What Are (Best) Friends For?
A best friend is a rare kind of friendship that you don’t find in just anyone who comes along. The differences between you and them only serve to build your friendship up, instead of tear it down. But what exactly does it mean to have a best friend?
A best friend is reliable. They have soldiered on as your constant companion throughout the trials and tribulations life has thrown in the way, and you can count on them. Having a best friend means there is someone out there with whom you can be the truest version of yourself with. It’s why that best friendship formed in the first place; because with them it seems easiest for your real, naked personality to show itself.
Most people I know, myself included, don’t just have one best friend though. We have our childhood best friends, our college best friend, our roommate, our work wifey, and we are close and connected to all of them! So what’s up with having all of these best friends with different labels? Should we feel guilty about it?

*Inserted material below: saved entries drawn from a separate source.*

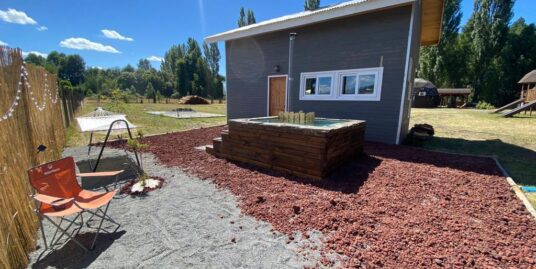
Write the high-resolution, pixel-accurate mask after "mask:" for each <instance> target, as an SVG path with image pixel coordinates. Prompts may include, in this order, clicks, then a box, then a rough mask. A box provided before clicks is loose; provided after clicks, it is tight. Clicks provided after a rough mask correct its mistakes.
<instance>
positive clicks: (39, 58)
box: [24, 53, 46, 66]
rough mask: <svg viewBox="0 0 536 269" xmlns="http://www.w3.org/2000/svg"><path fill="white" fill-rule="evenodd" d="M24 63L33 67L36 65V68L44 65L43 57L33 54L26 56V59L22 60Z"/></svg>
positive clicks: (35, 54) (36, 54)
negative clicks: (38, 66) (31, 65)
mask: <svg viewBox="0 0 536 269" xmlns="http://www.w3.org/2000/svg"><path fill="white" fill-rule="evenodd" d="M24 61H25V62H26V63H29V64H34V65H37V66H45V64H46V59H45V57H43V56H40V55H37V54H34V53H30V54H28V56H26V58H24Z"/></svg>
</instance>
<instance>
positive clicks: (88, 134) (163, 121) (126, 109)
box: [66, 100, 227, 147]
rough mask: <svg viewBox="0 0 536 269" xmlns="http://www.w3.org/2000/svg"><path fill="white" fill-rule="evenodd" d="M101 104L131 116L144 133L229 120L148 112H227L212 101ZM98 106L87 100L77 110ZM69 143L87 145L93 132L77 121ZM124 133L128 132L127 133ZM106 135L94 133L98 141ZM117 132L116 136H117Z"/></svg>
mask: <svg viewBox="0 0 536 269" xmlns="http://www.w3.org/2000/svg"><path fill="white" fill-rule="evenodd" d="M99 106H102V107H103V108H104V109H107V110H111V111H114V112H118V113H123V114H125V115H127V118H128V120H129V121H130V122H132V124H134V125H136V126H138V127H140V128H139V130H141V131H142V132H143V133H144V135H151V134H160V133H166V132H176V131H182V130H189V129H194V128H201V127H209V126H216V125H222V124H225V123H226V122H227V117H215V118H194V119H176V118H171V117H166V116H162V115H152V114H149V113H146V112H148V111H170V110H171V109H174V108H192V109H194V110H195V111H198V112H206V113H213V114H222V115H226V114H227V108H226V105H225V104H211V105H179V104H152V103H144V104H120V105H118V106H113V105H112V104H110V103H109V102H101V104H100V105H99ZM96 107H97V103H96V101H93V100H88V101H86V102H84V106H83V107H82V108H81V109H80V111H79V112H78V113H77V114H78V116H81V115H84V114H87V113H89V112H91V111H93V110H95V108H96ZM66 135H67V146H69V147H72V146H83V145H87V143H88V141H89V133H80V132H79V131H78V126H77V125H76V123H75V124H73V125H72V126H70V127H69V128H68V129H67V131H66ZM123 136H124V135H123ZM104 137H105V133H96V134H94V140H96V141H101V140H103V139H104ZM115 137H116V135H115V136H114V138H115Z"/></svg>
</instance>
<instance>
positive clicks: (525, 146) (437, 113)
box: [411, 109, 536, 185]
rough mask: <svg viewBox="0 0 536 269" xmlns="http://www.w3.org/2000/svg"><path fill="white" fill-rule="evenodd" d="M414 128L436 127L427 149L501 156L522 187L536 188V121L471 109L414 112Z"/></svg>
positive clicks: (504, 161) (504, 163) (486, 111)
mask: <svg viewBox="0 0 536 269" xmlns="http://www.w3.org/2000/svg"><path fill="white" fill-rule="evenodd" d="M411 112H412V118H411V125H413V124H415V123H428V124H431V125H433V126H434V129H435V131H436V134H435V137H434V138H433V139H432V140H430V141H428V142H426V143H424V144H423V147H424V148H426V149H431V150H441V151H447V152H452V153H463V154H476V155H492V156H497V157H498V158H499V160H500V162H501V163H502V164H503V166H504V167H505V169H506V170H507V171H508V173H509V174H510V175H511V176H512V178H513V179H514V180H515V181H516V183H518V184H521V185H536V166H534V163H535V162H536V152H535V151H536V141H535V139H534V134H535V133H536V117H535V116H533V117H528V116H525V115H523V114H522V115H520V116H518V117H513V118H502V117H500V115H497V114H490V113H489V111H482V110H470V109H412V111H411Z"/></svg>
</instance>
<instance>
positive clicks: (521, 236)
mask: <svg viewBox="0 0 536 269" xmlns="http://www.w3.org/2000/svg"><path fill="white" fill-rule="evenodd" d="M221 131H222V127H215V128H207V129H197V130H191V131H186V132H180V133H174V134H168V135H160V136H153V137H148V138H145V139H144V141H145V142H146V143H148V144H149V148H148V151H150V152H151V153H153V154H155V155H156V156H157V157H158V158H159V159H160V161H161V162H163V163H164V164H166V165H170V166H178V167H180V168H182V169H185V170H187V171H188V172H189V173H191V174H193V175H196V176H199V177H201V178H209V179H211V180H213V181H214V182H215V183H216V184H218V185H219V186H220V187H223V188H226V189H228V190H230V191H231V192H233V193H234V194H235V195H237V196H239V197H240V198H241V209H242V211H243V212H244V213H246V214H249V215H252V216H254V217H256V218H258V219H260V220H263V221H267V222H269V223H271V224H272V225H273V227H274V229H276V230H278V231H280V232H283V233H286V234H288V235H291V234H292V233H293V232H294V231H301V232H307V231H310V230H313V229H316V230H320V231H322V232H323V233H324V234H325V235H327V239H326V240H325V246H326V250H327V251H335V252H337V253H340V254H343V255H345V256H347V257H348V258H349V259H348V262H347V264H346V266H347V267H367V268H370V267H389V268H416V267H419V268H434V267H449V268H452V267H454V268H462V267H478V268H536V263H535V260H536V221H535V220H534V219H532V218H531V217H530V215H529V214H528V212H527V210H526V209H525V208H524V207H523V205H522V203H521V202H520V201H519V200H518V199H517V198H516V196H515V194H514V193H513V192H512V191H511V190H510V187H509V185H508V184H507V182H506V180H505V179H504V178H503V177H501V176H500V172H499V170H498V168H497V167H496V165H495V163H494V162H493V161H492V160H491V159H486V158H474V157H465V156H457V155H449V154H441V153H434V152H428V151H424V150H421V149H417V148H412V147H404V146H391V145H384V144H376V143H368V144H366V146H365V151H366V153H367V155H364V156H362V157H360V158H358V159H356V160H355V161H353V162H351V163H349V164H347V165H345V166H343V167H341V168H340V169H339V170H338V171H337V172H336V173H334V174H333V175H331V176H330V177H329V178H327V179H325V180H321V181H311V180H306V179H301V178H298V177H293V176H289V175H285V174H282V173H277V172H272V171H268V170H263V169H257V168H254V167H252V166H248V165H242V164H236V163H232V162H228V161H226V160H224V159H218V158H215V157H213V156H212V155H209V154H207V153H205V152H204V151H200V150H196V149H194V147H197V146H202V145H206V144H211V142H212V138H215V137H218V136H219V135H220V133H221Z"/></svg>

Absolutely not! After all, our best friends are “the family we get to choose,” said Jess C. Scott, a novelist and blogger. We have childhood best friends, college best friends and work wives because who says you can only have one best friend at a time? Chances are your best friend from kindergarten to high school isn’t going to end up at the same college as you, live with you, and choose to work at the same place you do. We come across new people with compatible personalities and shared interests and sometimes we can’t help wanting to befriend them. The purpose of creating friendships as we enter each new phase of life isn’t to replace the best friend(s) we already have; the new relationships just further strengthen our support group.
As young adults, it’s inevitable that we will lose and keep some friends along the way, but it’s up to us to recognize which friendships are worth letting go of, and which are worth holding on to. Childhood best friends are often either the longest-lasting friendships, or the ones that don’t last past childhood. College best friendships might stay with you to the grave, or die out as soon as you both graduate. Our circle of friends is always evolving, which is good because we as individuals are changing, too.

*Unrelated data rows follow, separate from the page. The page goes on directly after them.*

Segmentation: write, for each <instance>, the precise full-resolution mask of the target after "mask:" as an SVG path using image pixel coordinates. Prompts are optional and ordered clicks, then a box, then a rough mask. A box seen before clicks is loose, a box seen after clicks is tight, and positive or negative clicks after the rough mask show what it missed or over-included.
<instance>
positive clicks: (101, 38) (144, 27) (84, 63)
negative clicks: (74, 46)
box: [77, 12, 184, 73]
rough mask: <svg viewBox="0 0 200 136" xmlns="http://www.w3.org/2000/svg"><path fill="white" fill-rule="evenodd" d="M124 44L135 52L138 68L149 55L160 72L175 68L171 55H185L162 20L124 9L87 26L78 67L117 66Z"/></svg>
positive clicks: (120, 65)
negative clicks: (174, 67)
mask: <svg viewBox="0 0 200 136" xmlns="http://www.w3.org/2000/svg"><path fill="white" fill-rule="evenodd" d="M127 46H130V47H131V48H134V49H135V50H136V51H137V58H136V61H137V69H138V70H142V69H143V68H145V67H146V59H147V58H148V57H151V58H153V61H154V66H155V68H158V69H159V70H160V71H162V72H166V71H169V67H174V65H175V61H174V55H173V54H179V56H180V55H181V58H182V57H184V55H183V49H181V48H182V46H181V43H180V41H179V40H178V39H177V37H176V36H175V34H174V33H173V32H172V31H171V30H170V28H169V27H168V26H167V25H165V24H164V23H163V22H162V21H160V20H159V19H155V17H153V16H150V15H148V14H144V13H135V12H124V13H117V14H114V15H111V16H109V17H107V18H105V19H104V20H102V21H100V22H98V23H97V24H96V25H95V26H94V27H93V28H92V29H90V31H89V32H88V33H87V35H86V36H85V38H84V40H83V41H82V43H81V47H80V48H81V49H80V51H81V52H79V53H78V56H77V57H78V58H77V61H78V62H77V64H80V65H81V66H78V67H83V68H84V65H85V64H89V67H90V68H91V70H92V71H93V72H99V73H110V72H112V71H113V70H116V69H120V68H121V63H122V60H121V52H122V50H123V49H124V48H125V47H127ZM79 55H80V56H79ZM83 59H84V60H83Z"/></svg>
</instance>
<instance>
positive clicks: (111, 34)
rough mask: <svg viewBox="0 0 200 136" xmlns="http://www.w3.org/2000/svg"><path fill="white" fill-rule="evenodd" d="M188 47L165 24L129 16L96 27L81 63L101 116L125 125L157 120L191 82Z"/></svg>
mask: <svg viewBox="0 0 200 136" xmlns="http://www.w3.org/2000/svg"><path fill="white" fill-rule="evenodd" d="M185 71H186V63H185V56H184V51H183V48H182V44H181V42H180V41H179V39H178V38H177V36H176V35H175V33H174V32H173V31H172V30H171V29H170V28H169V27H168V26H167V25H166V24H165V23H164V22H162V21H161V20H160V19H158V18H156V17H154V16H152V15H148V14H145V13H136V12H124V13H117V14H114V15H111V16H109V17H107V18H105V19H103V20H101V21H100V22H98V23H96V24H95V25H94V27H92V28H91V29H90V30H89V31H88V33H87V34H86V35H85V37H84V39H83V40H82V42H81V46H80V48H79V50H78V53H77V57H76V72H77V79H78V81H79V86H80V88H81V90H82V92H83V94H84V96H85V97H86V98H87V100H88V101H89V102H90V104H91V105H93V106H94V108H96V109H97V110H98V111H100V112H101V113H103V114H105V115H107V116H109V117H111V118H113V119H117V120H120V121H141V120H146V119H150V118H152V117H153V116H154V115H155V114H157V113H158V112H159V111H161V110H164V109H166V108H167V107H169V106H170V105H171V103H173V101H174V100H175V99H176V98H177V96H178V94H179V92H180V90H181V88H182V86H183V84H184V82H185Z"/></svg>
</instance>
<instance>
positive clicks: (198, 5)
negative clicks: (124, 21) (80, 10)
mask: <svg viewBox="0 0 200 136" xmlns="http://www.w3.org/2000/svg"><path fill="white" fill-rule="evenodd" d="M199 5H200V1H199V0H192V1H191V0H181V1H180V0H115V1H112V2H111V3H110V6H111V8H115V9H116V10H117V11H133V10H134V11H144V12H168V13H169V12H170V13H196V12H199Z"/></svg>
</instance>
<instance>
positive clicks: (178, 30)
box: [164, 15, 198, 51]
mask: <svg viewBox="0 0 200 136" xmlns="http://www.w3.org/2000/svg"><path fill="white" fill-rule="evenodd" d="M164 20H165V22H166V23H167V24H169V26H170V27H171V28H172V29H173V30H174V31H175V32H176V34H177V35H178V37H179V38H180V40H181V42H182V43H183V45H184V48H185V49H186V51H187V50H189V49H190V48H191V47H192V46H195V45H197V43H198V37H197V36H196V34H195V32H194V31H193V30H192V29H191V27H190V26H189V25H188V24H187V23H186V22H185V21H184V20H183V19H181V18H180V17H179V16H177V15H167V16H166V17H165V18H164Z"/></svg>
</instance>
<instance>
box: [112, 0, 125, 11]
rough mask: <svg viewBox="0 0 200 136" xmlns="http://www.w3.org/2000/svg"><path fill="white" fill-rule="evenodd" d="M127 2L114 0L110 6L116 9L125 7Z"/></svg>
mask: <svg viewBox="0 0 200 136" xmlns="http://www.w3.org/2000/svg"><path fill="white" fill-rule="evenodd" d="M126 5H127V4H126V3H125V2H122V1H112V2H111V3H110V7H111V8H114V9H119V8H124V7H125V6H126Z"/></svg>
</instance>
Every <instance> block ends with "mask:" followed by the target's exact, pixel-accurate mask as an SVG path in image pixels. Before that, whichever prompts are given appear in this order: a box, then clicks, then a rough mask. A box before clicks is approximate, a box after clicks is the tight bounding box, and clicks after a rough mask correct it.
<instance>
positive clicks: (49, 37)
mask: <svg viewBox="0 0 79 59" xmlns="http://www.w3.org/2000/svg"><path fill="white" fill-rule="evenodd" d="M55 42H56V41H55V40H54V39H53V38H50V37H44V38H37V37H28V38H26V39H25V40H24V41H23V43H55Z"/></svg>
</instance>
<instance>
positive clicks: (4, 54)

I’m sure we’ve all creeped on an old friend’s Facebook page before and thought, “Wow I’m glad we didn’t stay friends.” As a teenager, I wish I had been more aware of which friends were worth keeping. I didn’t understand that minor differences between two people were not the end of the world, that even though we were growing up and forming different opinions, our bond was still there. I ended up pushing one best friend away that I still think about, six years later, and I’ll never stop regretting that.

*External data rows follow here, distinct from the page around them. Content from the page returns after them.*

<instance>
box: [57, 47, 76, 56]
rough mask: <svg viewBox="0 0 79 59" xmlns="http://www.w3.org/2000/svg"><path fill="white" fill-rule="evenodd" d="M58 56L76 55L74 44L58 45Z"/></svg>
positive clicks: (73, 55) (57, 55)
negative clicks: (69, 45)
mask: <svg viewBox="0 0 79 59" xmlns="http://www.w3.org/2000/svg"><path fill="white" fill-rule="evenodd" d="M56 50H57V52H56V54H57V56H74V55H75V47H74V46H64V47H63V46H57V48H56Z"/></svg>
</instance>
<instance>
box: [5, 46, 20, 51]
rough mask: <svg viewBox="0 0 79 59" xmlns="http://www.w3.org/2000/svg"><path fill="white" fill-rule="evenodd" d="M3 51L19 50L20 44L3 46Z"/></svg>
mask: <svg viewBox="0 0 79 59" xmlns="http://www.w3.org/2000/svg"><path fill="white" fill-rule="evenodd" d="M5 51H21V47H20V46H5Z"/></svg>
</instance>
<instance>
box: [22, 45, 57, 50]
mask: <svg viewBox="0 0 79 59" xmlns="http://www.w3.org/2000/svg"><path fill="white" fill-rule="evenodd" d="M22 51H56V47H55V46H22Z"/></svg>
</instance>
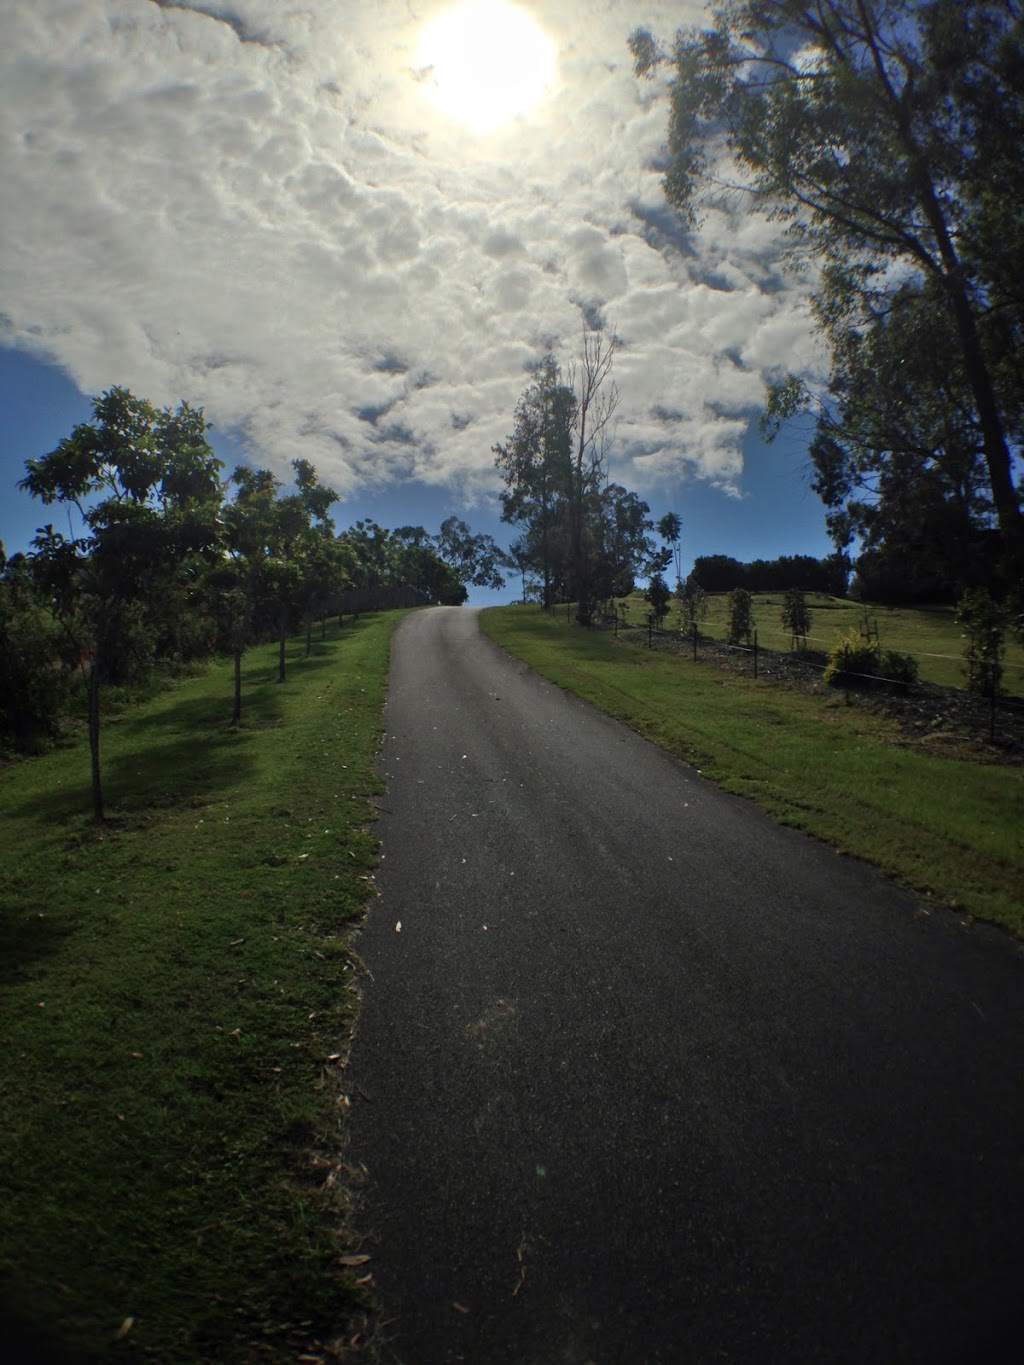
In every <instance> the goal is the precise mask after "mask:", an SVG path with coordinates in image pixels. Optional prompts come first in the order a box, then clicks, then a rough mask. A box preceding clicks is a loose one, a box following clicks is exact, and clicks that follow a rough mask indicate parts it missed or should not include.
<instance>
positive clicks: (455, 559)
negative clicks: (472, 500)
mask: <svg viewBox="0 0 1024 1365" xmlns="http://www.w3.org/2000/svg"><path fill="white" fill-rule="evenodd" d="M434 546H436V549H437V553H438V556H440V557H441V558H442V560H444V561H445V564H448V565H451V568H452V569H453V572H455V575H456V576H457V579H459V580H460V581H461V583H464V584H470V583H471V584H472V586H474V587H478V588H496V590H497V588H504V586H505V579H504V575H502V572H501V571H502V569H509V568H512V566H513V561H512V560H511V558H509V556H508V554H505V551H504V550H502V549H501V546H500V545H498V543H497V541H496V539H494V538H493V536H490V535H485V534H482V532H481V534H477V535H474V532H472V531H471V530H470V527H468V526H467V524H466V521H463V520H460V519H459V517H457V516H449V517H446V519H445V520H444V521H442V523H441V530H440V531H438V534H437V536H436V538H434Z"/></svg>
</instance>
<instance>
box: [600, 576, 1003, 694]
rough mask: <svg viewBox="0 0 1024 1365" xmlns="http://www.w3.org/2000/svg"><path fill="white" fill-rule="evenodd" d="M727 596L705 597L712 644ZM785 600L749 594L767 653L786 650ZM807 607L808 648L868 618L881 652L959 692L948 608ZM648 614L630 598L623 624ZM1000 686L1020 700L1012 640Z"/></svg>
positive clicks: (716, 638) (717, 592)
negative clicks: (914, 666)
mask: <svg viewBox="0 0 1024 1365" xmlns="http://www.w3.org/2000/svg"><path fill="white" fill-rule="evenodd" d="M728 597H729V595H728V592H714V594H711V595H710V597H709V609H710V610H709V616H707V620H706V621H705V622H703V624H702V627H700V629H702V633H705V635H710V636H711V637H713V639H715V640H724V639H725V637H726V635H728V622H729V605H728ZM784 597H785V594H782V592H755V594H754V620H755V622H756V627H758V643H759V644H760V646H762V647H763V648H766V650H781V651H788V650H789V647H791V637H789V632H788V631H786V629H785V628H784V625H782V621H781V614H782V601H784ZM807 606H808V609H810V613H811V632H810V635H808V637H807V643H808V646H810V648H812V650H821V651H822V652H827V651H829V650H830V648H833V646H834V644H836V640H837V637H838V636H840V635H845V633H848V632H849V631H857V629H860V625H862V622H863V621H864V617H866V616H867V620H868V621H870V624H871V627H872V628H874V629H877V631H878V639H879V642H881V646H882V648H883V650H898V651H900V652H902V654H912V655H913V657H915V658H916V661H918V669H919V674H920V680H922V681H923V682H935V684H938V685H939V687H964V681H965V678H964V637H963V629H961V627H958V625H957V621H956V610H954V609H953V607H952V606H931V607H902V606H875V605H867V606H866V605H864V603H860V602H852V601H849V599H848V598H834V597H826V595H825V594H821V592H808V594H807ZM647 612H650V605H649V603H647V602H646V601H644V598H643V594H642V592H635V594H632V595H631V598H629V599H628V609H627V620H628V621H631V622H634V624H638V625H639V624H642V622H643V621H644V620H646V616H647ZM679 624H680V616H679V603H677V602H674V601H673V603H672V609H670V612H669V614H668V617H666V618H665V629H672V631H674V629H679ZM1002 685H1004V689H1005V691H1006V692H1008V693H1010V695H1013V696H1024V647H1021V644H1020V643H1019V642H1017V640H1014V639H1013V637H1009V639H1008V640H1006V654H1005V672H1004V684H1002Z"/></svg>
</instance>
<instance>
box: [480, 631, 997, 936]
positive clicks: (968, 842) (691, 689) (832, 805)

Best friends ensure that no matter who or what you’re dealing with, you will always have one support system to rely on. Whether they’re your bff from childhood, or college, or work, or they pay the rent with you, they are all an important part of your squad. When your boss makes you cry at work, run to your work wife. When your significant other is just not on the same page as you, call up your college bff. When your parents are driving you up the damn wall, your childhood best friend will know just what to say to calm you down.